Martin wrote in that “stagflation”—the dreaded combination of stagnant economic growth and higher prices that crippled the U.S. economy in the 1970s and early 1980s—was the biggest risk facing the market.

With the November elections looming, many investors are hoping that political leaders will finally start to take action to rein in government spending. Nearly half of the Big Money poll’s respondents indicated that debt reduction should be the highest priority for policymakers, with another 20% identifying entitlement reform as the top issue to tackle.

“Both parties are pro-spending. I don’t think that in the current political climate people are capable of addressing fiscal imbalances. We may have to come closer to breaking things to fix it,” Ryan said.

But will Congress be able to get anything meaningful accomplished after November? More gridlock is expected in the nation’s capital. Nearly 54% of Big Money participants think Democrats will regain control of the House of Representatives, while 64% said that Republicans will have a majority in the Senate.

As for the race for the White House? It’s essentially a toss-up, with 51% saying they think former President Trump will defeat President Biden. That could bode well for investors and consumers. About 60% of the poll’s respondents said a second Trump term would be better for both the markets and economy.

Interestingly, though, many managers aren’t bullish about Trump’s own company. Trump Media & Technology Group, the unprofitable parent of the Truth Social network, went public in March through a merger with a blank-check firm.

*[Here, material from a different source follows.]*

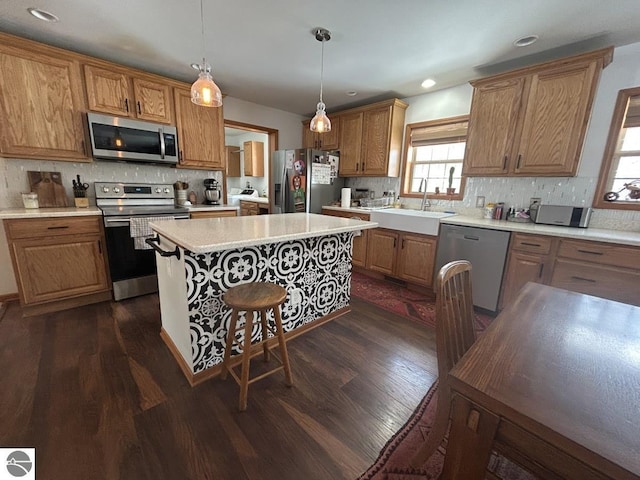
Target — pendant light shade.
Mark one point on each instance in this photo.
(320, 123)
(204, 91)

Sixteen survey respondents chose Trump Media, which trades under the ticker symbol DJT and generated only $4.1 million in revenue in 2023, as the market’s most overvalued stock.

Global macro risks, whether stemming from the Middle East, the Ukraine-Russia theater, or China, are a particular concern of late for the markets and the Big Money pros. “These geopolitical concerns are one or two turns away from metastasizing into something that will no longer be considered localized. That could create some consternation in the market,” Luschini said.

But Jay Willoughby, chief investment officer with TIFF Investment Management, plans to overweight stocks unless the economy turns down. “We have a wall of worry that is climbable,” he said.